There’s a bend in the highway where all northbound cars must slow down as they turn west toward Chattanooga. It’s a natural place to construct an L-shaped ambush. I’d place .50-caliber machine guns on the north side of the split, in the vicinity of the old Eastgate Mall, aimed down I-75. Mortar positions would dig in north of Brainerd Road (or somewhere in the Sir Goony’s Family Fun Center and putt-putt course up the road). I would establish a skirmish line along Ringgold Road, with my main line of defense along I-24 and I-75, and a secondary line of defense along Brainerd Road and Lee Highway.
Two problems immediately come to mind, though. Even if Georgia is only able to mobilize half the residents of Atlanta, that’s still a lot of SUVs to stop. We can’t count on all of them to stop at the Cracker Barrel in Dalton and lose interest. That means we’ll soon run low on ammunition and be forced to retreat to Hixson. The other problem is that the University of Tennessee’s performance against the University of Georgia last year — in which Tennessee’s defense tackled like a bunch of Pop Warner 8-year-olds — doesn’t fill one with a lot of confidence about our state’s ability to stop much of anything coming out of Georgia.
Let me stop Exum right there. As any of my fellow Northwest Georgians would attest, there will never — NEVER — be any sort of hostilities between us that threaten the hallowed site of Sir Goony’s. NONE. Too many of us have fond memories of sinking the occasional hole-in-one on the 18th green (winning a free round in the process) and practically learning to drive on its go-kart track to countenance any damage to its perfectly timed windmills.
Alas, with his reference to football, it seems Exum has hinted at our true strategy in a way that suggests he’s wise to our plans. Certainly, any attempt to take and hold Tennessee would begin with the flattening of Neyland Stadium in Knoxville. This would not only divert precious Volunteer State resources north to a place nobody here really wants anyway. It would also provide just the kind of shock and awe needed to bring into submission the East Tennesseans who, as Exum notes, could be rather difficult to govern otherwise:
In his book “War at Every Door: Partisan Politics and Guerrilla Violence in East Tennessee, 1861-1869,” historian Noel Fisher describes the way in which both Confederate and Union occupying armies struggled to comprehend the byzantine politics and grudges of East Tennessee and assert anything like political authority over such a lawless race of mountain people. I can almost pity the young Georgian men and women who would be asked to occupy as violent and confusing a place as southeast Tennessee. Alone at night, fearing yet another guerrilla attack and unsure of who they could trust among such an alien race, they would curse the greed of the Atlanta exurbs and the resource war that had been forced upon them. A prolonged occupation and insurgency stands a greater chance of transforming the internal politics of Georgia than transforming the immutable cultural truths of Tennessee.

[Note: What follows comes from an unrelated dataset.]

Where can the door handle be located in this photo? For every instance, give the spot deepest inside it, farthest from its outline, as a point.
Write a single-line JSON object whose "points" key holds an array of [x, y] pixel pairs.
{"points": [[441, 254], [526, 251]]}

The wars of the 9/11 era have demonstrated the perils of fighting heavily armed religious fundamentalists on their own soil. We Tennessee Presbyterians are a little like the Taliban — only certainly better armed and probably less tolerant of the Roman Catholic Church.
Anyone interested in what lies ahead for us in this War of Southern Aggression should read Exum’s entire piece. And take note of its exquisite timing.